The College of Liberal Arts’ Diversity Committee students and faculty ate dinner in Bellmont Hall Monday to celebrate the Center for Asian American Studies’ new location. 

The new space has more offices, a kitchenette and places for students to meet and hang out. Alongside the relocation, the College of Liberal Arts’ Diversity Committee introduced a new initiative and a potential major. The race, indigeneity and migration major and The Gender, Race, Indigeneity, Disability and Sexual Studies Initiative are part of the committee’s expansion at the University. The center is also celebrating its 20th anniversary. 

The center’s director Eric Tang said the move from Burdine Hall to Bellmont Hall is an important change and will add to the overall creation of community in the College of Liberal Arts’ Diversity Committee. He said for the past year, the committee has been expanding not just with the new location but with the new major and initiative, as well. 

 

Tang said for these to develop, the committee had to work with the College of Liberal Arts staff and could see the new major potentially being ready for students to join in Fall 2020, offering tracks that include topics relevant to diversity, culture and migration.  

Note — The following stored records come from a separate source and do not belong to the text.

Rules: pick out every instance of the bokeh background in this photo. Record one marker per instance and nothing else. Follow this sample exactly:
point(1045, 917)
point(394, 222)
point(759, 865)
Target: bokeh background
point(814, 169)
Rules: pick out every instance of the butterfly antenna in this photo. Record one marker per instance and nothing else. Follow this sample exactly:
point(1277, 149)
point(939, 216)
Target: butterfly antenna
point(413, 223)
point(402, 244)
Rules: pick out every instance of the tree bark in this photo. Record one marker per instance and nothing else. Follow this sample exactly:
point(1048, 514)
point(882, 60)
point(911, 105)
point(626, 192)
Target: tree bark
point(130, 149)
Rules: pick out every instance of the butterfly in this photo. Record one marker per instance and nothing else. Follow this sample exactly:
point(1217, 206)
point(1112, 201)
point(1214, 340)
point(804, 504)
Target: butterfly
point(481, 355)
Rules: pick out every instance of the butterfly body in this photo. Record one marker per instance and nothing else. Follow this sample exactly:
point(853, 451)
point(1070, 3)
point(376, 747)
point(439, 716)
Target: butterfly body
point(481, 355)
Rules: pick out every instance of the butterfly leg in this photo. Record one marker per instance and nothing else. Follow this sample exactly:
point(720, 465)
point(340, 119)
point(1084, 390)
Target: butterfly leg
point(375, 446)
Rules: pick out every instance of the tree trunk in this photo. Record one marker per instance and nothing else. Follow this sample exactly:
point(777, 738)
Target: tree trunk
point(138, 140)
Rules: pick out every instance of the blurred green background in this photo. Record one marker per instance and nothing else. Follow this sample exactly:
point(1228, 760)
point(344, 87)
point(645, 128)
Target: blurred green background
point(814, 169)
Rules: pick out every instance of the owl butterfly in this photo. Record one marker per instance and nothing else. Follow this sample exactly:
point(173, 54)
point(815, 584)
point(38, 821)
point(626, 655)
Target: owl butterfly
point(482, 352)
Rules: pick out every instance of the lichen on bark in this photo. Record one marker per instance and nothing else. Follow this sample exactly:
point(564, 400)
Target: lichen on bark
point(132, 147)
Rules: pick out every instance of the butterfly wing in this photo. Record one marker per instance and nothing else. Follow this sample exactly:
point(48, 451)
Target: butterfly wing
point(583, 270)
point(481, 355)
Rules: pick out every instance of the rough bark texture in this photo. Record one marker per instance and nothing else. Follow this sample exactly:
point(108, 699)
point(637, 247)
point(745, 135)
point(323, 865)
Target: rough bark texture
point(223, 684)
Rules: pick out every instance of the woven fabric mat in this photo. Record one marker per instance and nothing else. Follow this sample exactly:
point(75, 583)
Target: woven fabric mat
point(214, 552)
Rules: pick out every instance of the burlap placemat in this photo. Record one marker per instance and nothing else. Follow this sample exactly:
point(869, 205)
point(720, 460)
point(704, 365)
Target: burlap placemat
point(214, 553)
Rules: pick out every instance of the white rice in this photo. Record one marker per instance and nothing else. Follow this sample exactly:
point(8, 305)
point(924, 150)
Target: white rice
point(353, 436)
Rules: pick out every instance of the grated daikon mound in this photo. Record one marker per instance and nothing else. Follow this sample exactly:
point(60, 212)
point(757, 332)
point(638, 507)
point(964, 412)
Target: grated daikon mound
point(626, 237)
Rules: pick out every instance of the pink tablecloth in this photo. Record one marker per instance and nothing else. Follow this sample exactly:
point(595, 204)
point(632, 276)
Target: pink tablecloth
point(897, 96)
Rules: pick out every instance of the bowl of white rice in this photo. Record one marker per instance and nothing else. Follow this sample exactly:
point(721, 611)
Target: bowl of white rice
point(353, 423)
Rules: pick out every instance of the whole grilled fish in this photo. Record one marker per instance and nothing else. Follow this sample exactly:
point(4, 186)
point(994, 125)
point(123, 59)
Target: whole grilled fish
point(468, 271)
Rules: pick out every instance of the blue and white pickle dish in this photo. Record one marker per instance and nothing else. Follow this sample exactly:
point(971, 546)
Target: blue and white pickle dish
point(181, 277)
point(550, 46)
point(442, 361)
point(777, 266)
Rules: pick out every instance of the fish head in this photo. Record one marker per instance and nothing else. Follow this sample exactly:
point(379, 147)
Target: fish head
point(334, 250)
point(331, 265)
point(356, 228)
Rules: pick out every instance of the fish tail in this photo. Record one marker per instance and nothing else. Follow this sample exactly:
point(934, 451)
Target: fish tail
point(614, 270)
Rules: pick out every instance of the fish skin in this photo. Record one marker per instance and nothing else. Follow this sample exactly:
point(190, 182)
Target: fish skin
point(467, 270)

“People ask ‘Why UT Austin?’” Tang said. “It is because we are in many ways a hub for race, indigeneity and migration in the area.” 

Tony Vo, assistant director for the center,  said he is excited for the initiative, major and Center for Asian American Studies’ move into the Bellmont Hall space because it was time for the center to grow.

“For years, we were in Burdine Hall ... but we have been dreaming of a center and a space of community,” Vo said. “There are 15 new offices in total, and we share the space with Art Galleries at Black Studies and Human Dimensions of Organization, and we are all very excited for this move.”

Sarah Philips, a Center for Asian American Studies student ambassador, said she’s noticed a difference as the new space gives more room for students to hang out and chat with their peers. The previous location in Burdine Hall was only a few office spaces.

“We have more space for students to hang out and have a community,” government senior Philips said. “With the move, the new major and initiative are also a perfect way to introduce any students that may be thinking of joining something with (the center) or the College of Liberal Arts.”